The brave face with the fixed grin: the problem with job satisfaction
30 November 2010
The problem with the notion of job satisfaction is that it is impossible to know what it is measuring: does it say anything about the nature of a job or is it a reflection of the willingness of people to put a brave face on things? If it goes up, does it mean expectations have fallen or that experiences of work have improved? And if it goes down does it mean employees are adapting poorly or changes are not in their interests?
So news from the Chartered Institute of Personnel and Development showing that job satisfaction has risen during the troubled economic climate does not so much confound predictions as demonstrate the problem.
The CIPD explain it as a 'fixed grin' phenomenon: tougher times mean expectations lower and people are grateful just to have a job. Perhaps so. But on this logic, economic booms are subjectively bad for people because, their basic needs catered for, they up the Maslovian stakes and start looking for stimulation, friendship and meaning from their work and are sure to be disappointed as a result.
Is job satisfaction useful? It is certainly useful to psychologists: counter-intuitive intrigue lies within. Economists are also coming to view it as useful because satisfaction is seen as being predictive of less abstract things such as quit rates and absenteeism. But among workplace specialists, job satisfaction attracts very mixed notices as a measure of employee wellbeing.
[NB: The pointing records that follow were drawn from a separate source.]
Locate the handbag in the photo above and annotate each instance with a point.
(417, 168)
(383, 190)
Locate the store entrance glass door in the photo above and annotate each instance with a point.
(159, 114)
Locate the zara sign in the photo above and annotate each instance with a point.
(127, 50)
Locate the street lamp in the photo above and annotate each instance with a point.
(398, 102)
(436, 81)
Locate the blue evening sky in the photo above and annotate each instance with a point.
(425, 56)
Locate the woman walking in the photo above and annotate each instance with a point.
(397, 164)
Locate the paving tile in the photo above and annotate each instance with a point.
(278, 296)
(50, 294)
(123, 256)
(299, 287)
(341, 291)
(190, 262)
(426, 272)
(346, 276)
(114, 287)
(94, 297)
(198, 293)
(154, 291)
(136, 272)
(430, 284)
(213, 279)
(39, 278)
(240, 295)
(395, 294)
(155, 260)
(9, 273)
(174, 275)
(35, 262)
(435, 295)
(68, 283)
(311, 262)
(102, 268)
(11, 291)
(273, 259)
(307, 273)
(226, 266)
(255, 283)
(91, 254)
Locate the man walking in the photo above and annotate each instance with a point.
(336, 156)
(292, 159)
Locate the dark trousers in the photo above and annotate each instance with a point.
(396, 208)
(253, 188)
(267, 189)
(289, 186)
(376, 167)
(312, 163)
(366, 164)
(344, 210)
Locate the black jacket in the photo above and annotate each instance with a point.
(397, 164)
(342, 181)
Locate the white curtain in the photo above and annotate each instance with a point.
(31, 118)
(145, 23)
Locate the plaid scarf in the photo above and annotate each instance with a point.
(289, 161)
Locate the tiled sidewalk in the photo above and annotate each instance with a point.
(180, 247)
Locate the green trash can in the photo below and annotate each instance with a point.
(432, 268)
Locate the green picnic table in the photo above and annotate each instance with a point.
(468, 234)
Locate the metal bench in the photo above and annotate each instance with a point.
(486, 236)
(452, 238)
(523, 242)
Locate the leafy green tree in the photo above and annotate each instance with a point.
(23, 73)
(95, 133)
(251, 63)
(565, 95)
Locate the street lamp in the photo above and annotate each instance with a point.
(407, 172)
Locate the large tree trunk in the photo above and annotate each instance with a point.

In The Work Foundation’s work on job quality, for example, we favour measures of task discretion, work intensity, job insecurity, working time and skills utilisation . As a kind of dashboard of indicators of good work, we would argue these are more objective and useful than 'satisfaction'. And after all, 'satisfied' can mean 'so-so', 'fine' or 'below-par'. There feels like something quintessentially passive and maybe even 20th century about the notion of mere 'satisfaction' with work.
The approach of the Workplace Employment Relations Survey is a step forward, though. Rather than a simple measure of job satisfaction, it asks for satisfaction with eight different dimensions of work including pay, hours, job security, involvement the scope for using one’s initiative and the influence over the job. Involvement and pay are the big dis-satisfiers – or rather were in 2004 (the last WERS). These offer far more detailed insight into the nature of work.
The more worrying findings from the CIPD survey stem from perceptions of the recession on rising stress levels along with falling security and deteriorating standards of living. The downturn may well have worsened the quality of work, but the Coalition, for understandable reasons, has focussed on getting jobs not the quality of them. Like growth, however, the coming years are likely to demand a more convincing story about the workplace and the place of work in a Big Society.